Sir William Monson, another contemporary, has left behind him a similar account, first printed in 1682. “Upon view of the Spaniards, which were 55 sail, the Lord Thomas warily, and like a discreet General, weighed Anchor, and made


signs to the rest of his Fleet to do the like, with a purpose to get the wind of them: but Sir Richard Grenvile, being a stubborn man, ... would by no means be persuaded by his Master, or Company, to cut his main Sail, to follow the Admiral: nay, so headstrong and rash he was, that he offered violence to those that counselled him thereto.”

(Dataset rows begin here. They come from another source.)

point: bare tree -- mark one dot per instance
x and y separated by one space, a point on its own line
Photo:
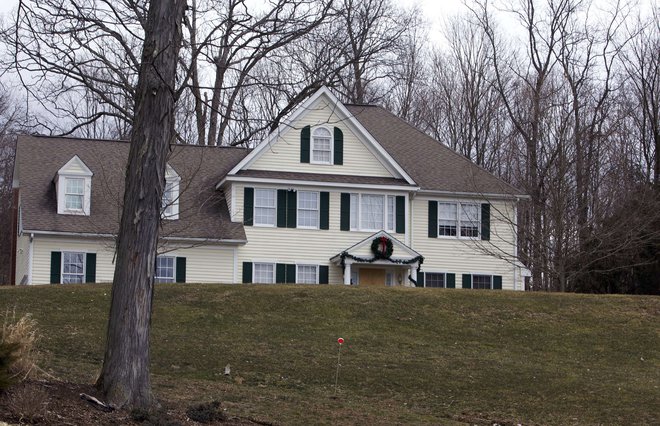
125 375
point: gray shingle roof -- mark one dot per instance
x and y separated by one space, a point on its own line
203 211
322 177
432 165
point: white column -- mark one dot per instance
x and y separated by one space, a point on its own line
413 271
347 273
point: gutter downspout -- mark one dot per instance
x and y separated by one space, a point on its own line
30 258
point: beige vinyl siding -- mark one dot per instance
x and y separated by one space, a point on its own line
22 259
204 264
284 153
309 246
467 256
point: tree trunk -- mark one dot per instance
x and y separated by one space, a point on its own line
124 377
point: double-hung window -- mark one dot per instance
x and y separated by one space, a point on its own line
470 221
170 202
434 279
264 273
373 212
74 194
484 282
265 207
307 274
73 267
165 269
459 219
308 210
447 219
321 146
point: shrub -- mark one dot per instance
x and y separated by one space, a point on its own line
206 413
29 403
18 342
8 356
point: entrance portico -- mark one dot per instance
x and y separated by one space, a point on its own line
379 260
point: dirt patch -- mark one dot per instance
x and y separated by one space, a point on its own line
59 403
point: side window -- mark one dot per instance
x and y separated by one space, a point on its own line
321 146
264 273
470 220
447 219
307 274
74 194
165 269
264 207
73 267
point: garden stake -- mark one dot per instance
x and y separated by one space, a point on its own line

Sir Walter Raleigh, Grenville’s kinsman, friend and apologist, tells substantially the same story, but he endeavours to throw a different complexion upon it, by representing Sir Richard as being in the first instance trapped in the fulfilment of a duty. He declares that the Revenge “was the last waied, to recover the men that were upon the Island, which otherwise had been


lost.” Unfortunately, this contention is negatived by the numbers of the men captured in her; and, indeed, he goes on to say that Grenville afterwards “utterly refused to turn from the enemy” and boasted that he would “enforce those of Sivill to give him way.” Sir Richard Hawkins is more whole-hearted. “At the Ile of Flores, Sir Richard Greenfield got eternall honour and reputation of great valour, and of an experimented Soldier, chusing rather to sacrifice his life, and to passe all danger whatsoever, than to fayle in his Obligation, by gathering together those which had remained ashore in that place, though with the hazard of his ship and companie: and rather we ought to imbrace an honourable death than to live with infamie and dishonour, by fayling in dutie.”

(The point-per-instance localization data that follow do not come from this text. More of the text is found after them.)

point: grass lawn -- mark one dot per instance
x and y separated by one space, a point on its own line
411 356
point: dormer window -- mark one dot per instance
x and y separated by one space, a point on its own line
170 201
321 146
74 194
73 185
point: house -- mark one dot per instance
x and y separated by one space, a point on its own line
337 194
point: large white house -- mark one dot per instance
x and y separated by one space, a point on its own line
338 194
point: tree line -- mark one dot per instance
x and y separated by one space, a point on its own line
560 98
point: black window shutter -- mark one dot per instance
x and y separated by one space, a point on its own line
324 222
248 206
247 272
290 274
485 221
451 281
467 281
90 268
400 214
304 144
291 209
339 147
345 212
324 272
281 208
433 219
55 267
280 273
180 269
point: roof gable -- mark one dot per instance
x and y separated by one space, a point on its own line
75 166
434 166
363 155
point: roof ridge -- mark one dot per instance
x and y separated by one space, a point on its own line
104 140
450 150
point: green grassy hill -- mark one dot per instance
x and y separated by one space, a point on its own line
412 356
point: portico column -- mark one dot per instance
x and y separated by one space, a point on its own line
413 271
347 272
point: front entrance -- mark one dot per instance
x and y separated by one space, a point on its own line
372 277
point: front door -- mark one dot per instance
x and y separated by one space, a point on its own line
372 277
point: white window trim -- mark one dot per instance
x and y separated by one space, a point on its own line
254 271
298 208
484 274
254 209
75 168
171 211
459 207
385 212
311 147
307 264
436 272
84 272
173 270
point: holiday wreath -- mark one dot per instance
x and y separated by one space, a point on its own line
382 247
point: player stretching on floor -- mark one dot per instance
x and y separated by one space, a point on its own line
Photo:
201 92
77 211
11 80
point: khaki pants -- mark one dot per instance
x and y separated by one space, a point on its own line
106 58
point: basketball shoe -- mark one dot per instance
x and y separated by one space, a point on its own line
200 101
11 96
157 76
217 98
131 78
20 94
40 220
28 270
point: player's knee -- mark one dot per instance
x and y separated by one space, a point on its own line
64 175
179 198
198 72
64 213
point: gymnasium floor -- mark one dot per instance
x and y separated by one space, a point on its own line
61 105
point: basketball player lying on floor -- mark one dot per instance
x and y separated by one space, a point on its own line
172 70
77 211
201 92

No man would have been quicker to lay down such a principle than Grenville, but it is clear that on this occasion he did not observe it, and to maintain that he did so would be to mistake the nature of the man. He was no quiet resolute victim of duty: his stubbornness was not that of faithful endurance. If the evidence we have quoted goes for anything he was then, as ever, proud, rash, headstrong and tyrannical, and he remained true to himself even in his famous dying speech, which has been garbled by every translator for 300 years. “Here die I, Richard Greenfield, with a joyfull and quiet mind, for that I have ended my life as a true soldier ought to do, that hath fought for his country, Queene, religion, and honor, whereby my soule most joyfull departeth out of this bodie, and shall alwaies leave behind it an everlasting fame of a valiant and true soldier, that hath done his dutie, as he was bound to do.” So it has always run; it was not until 1897 that Mr David Hannay first translated and replaced the fierce concluding sentence: “But the others of my company have done as traitors and dogs, for which they shall be reproached all their lives and leave a shameful name for ever.” That, to my ear, is the authentic voice of the Grenville.